Es ese el talón de Aquiles de muchos de los proyectos socialistas fracasados, de ayer y de hoy, no lograr la verdadera participación popular al no incluir a las personas y sus opiniones específicas en los procesos de toma de decisiones. La relación entre lo individual y lo colectivo en la política fue el tema central del artículo “El porvenir de un continente”, del escritor ruso León Tolstoi para el periódico bonaerense La vida literaria, y que replicó en Cuba la Revista de Avance en su número 29, del 15 de diciembre de 1928. El autor de La guerra y la paz consideraba: “En  lo individual, el latinoamericano es el ser más liberal  del mundo; —más aún que el francés— pero en lo colectivo pierde su  identidad y se transforma en energía reaccionaria. En los sajones sucede lo contrario: el individuo es la esencia del absolutismo, la colectividad, el non  plus ultra del liberalismo (…)”.

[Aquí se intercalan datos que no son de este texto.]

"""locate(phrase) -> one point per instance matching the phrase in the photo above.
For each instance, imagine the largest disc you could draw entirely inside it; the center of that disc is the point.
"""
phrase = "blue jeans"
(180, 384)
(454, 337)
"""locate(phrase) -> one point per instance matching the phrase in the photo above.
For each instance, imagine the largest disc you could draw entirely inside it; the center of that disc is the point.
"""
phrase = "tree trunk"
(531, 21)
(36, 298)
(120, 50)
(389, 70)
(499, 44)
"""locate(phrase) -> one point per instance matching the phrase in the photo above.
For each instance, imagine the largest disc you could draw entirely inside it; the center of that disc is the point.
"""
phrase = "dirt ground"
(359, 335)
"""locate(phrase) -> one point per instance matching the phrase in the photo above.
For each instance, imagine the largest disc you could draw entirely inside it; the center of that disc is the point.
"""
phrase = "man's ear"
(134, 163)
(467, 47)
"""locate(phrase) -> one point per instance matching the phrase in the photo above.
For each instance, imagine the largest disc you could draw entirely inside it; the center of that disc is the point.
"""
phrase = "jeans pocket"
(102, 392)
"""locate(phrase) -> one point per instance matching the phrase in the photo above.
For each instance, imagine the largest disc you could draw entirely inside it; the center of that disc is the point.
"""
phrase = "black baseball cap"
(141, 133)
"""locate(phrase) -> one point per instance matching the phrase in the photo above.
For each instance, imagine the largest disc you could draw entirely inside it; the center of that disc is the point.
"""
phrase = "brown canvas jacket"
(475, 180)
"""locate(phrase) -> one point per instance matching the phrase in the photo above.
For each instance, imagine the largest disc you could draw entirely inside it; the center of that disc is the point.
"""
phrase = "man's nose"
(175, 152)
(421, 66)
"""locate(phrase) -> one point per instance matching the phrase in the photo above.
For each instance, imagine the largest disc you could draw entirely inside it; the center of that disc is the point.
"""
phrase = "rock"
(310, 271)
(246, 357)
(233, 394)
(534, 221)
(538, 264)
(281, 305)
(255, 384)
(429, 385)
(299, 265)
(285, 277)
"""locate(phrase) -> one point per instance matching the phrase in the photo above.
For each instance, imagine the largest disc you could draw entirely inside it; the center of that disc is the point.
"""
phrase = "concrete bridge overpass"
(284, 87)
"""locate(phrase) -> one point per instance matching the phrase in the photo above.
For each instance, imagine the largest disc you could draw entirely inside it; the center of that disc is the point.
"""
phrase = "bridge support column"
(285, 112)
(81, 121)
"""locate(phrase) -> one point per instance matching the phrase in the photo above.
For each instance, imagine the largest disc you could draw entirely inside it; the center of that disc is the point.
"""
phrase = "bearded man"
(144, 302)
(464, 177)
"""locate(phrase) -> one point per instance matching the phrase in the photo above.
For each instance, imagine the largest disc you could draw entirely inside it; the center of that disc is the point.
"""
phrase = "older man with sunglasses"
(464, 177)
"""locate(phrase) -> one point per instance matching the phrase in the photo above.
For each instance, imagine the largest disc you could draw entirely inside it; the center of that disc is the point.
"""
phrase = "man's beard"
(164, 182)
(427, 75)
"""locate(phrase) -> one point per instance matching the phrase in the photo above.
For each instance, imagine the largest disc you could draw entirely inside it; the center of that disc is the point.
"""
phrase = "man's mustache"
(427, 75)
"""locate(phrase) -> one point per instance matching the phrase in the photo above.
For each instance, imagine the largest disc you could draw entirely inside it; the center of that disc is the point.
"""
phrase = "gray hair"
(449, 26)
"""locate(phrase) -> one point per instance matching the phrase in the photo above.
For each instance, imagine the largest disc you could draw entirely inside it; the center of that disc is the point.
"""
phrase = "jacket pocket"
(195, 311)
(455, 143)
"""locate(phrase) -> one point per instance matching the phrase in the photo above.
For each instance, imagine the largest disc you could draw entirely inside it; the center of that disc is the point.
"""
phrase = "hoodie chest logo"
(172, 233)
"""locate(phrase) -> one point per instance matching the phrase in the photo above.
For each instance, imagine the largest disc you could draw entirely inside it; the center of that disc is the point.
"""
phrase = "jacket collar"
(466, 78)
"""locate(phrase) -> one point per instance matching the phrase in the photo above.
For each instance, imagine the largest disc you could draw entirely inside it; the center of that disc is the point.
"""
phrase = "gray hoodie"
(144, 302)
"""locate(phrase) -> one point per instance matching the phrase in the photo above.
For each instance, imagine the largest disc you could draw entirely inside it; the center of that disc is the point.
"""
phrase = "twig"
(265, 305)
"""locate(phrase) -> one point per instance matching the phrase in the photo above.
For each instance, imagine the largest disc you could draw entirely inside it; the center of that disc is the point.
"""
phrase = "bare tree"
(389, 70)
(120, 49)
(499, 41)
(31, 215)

Necesitamos contar con las opiniones reales de las personas que conforman la sociedad. No basta con los gritos movilizadores, las consignas y las declaraciones colectivas. Es imprescindible saber que un pueblo está formado por millones de individuos y que el anonimato en las opiniones es saludable, en primera instancia para el propio gobierno, que puede monitorear su funcionamiento y no llegar así a una enorme acumulación de errores difíciles de resolver; en segunda, para las personas, que se sienten de esa forma participantes activas en los procesos políticos. Es imperativo aprobar esa asignatura pendiente de la política cubana si queremos cambiar de hecho y no solo en apariencias.